"Seharusnya, Greenpeace segera melaporkan bukti video tersebut kepada pihak terkait pada saat itu (2013),” kata Rasio, di Jakarta, Jumat, 13 November 2020.
Greenpeace, lanjut dia, seharusnya jujur mengungkapkan hasil investigasinya. Bahwa, pelepasan kawasan hutan untuk konsesi-konsesi perkebunan sawit yang dieksposenya itu diberikan pada periode 2009-2014, bukan oleh pemerintahan periode sekarang.
"Misalnya, SK pelepasan kawasan hutan untuk perkebunan yang diberikan oleh Pak Menteri Kehutanan yang dulu kepada PT Dongin Prabhawa, itu adalah SK 2009,” kata dia.
Apabila Greenpeace memiliki bukti-bukti karhutla seperti kejadian yang diekspose saat ini, Rasio menyarankan lebih baik segera melaporkan temuan-temuannya itu agar segera ditindaklanjuti. Menurutnya, perusahaan-perusahaan dari negara mana pun yang melanggar, terutama terkait karhutla, telah ditindak sesuai prosedur peraturan perundangan.
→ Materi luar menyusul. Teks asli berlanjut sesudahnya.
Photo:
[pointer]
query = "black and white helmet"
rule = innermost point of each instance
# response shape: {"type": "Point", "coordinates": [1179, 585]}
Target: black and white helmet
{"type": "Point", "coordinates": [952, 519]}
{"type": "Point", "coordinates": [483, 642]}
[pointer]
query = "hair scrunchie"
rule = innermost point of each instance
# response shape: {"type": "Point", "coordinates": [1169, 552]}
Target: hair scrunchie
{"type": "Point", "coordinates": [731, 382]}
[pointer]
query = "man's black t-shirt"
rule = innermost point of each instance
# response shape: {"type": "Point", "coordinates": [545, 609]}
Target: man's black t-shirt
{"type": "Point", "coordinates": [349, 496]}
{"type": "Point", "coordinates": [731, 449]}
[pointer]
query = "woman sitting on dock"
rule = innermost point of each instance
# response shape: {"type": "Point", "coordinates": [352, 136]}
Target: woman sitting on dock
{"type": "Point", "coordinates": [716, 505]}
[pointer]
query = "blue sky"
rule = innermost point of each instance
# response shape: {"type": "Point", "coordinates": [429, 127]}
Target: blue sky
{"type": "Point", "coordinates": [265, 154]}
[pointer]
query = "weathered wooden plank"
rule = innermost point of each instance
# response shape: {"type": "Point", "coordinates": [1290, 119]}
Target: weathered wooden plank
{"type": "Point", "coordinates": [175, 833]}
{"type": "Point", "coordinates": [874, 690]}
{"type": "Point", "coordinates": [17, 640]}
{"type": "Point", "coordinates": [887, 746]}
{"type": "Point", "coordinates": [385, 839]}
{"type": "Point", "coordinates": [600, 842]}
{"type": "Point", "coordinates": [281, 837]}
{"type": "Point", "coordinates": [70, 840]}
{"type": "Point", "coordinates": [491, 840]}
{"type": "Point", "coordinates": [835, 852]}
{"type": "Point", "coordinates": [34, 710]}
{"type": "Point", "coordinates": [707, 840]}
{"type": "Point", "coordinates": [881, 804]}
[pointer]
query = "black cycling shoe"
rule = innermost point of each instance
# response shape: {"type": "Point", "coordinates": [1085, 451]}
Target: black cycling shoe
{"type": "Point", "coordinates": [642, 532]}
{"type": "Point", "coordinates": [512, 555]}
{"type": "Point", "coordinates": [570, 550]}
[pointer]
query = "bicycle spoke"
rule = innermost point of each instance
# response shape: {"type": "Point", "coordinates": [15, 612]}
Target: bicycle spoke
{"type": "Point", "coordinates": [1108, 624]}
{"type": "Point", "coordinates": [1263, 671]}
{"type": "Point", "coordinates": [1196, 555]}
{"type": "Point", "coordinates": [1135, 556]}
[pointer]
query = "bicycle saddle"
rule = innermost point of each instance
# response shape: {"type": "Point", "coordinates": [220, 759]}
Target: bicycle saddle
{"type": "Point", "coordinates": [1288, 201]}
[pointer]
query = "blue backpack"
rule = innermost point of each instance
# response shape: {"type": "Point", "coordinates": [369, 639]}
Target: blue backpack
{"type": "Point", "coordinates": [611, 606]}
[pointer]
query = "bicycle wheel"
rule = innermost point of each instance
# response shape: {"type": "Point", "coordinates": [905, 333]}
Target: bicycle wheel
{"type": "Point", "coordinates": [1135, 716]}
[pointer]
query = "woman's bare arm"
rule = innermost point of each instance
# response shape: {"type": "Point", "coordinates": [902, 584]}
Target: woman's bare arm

"Beberapa perusahaan yang berada di bawah grup Korindo telah diberikan sanksi akibat karhutla yang terjadi di konsesi-konsesi mereka. Bahkan, ada yang dibekukan izinnya. Beberapa perusahaan Malaysia, Singapura, termasuk Indonesia juga terkena sanksi," ujarnya.
Dia juga menjelaskan bahwa hampir seluruh pelepasan kawasan hutan untuk perkebunan sawit di Papua dan Papua Barat diberikan di era pemerintahan sebelumnya.
Greenpeace International bersama Forensic Architecture mengungkap kegiatan pembakaran hutan yang dilakukan Korindo, sebuah perusahaan perkebunan milik konglomerat Indonesia-Korea. Laporan yang diberi label kolaborasi investigasi ini mengungkapkan kegiatan pembakaran lahan dilakukan untuk kepentingan ekspansi perkebunan di Papua.
Greenpeace menyatakan Korindo memiliki pelanggan perusahaan multinasional, termasuk Siemens Gamesa Renewable Energy. "Grup ini masih memegang sertifikasi Forest Stewardship Council (FSC) untuk bisnis kayu meski ditemukan pelanggaran standar organisasi terkait penebangan hutan yang luas," demikian dikutip dari situs greenpeace.org.
Hasil investigasi ini menyebut Korindo memiliki perkebunan kelapa sawit terbesar di Papua. Korindo disebut telah menghancurkan sekitar 57.000 hektare hutan Papua sejak 2001.
"Sebuah (kerusakan) wilayah yang hampir seluas Seoul, ibu kota Korea Selatan," sebut Greenpeace.
Forensic Architecture yang digandeng Greenpeace adalah lembaga penelitian kolektif yang berbasis di Goldsmiths, London University. Investigasi mereka menggunakan analisis spasial untuk merekonstruksi kasus perusakan lingkungan dan pelanggaran HAM di Papua.
Melalui keterangan tertulis, Korindo Group membantah hasil investigasi itu. "Simpulan investigasi yang menyatakan tuduhan bahwa Korindo dengan sengaja dan ilegal membakar areal perkebunan adalah tidak benar," demikian pernyataan Manager Public Relation PT Korindo Group Yulian Mohammad Riza.
Sebagai perbandingan, Korindo menyertakan temuan dari The Forest Stewardship Council (FSC) pada Agustus 2019. Berdasarkan investigasi FSC pada 2017, pembukaan lahan yang dilakukan Korindo dilakukan secara mekanis tanpa membakar.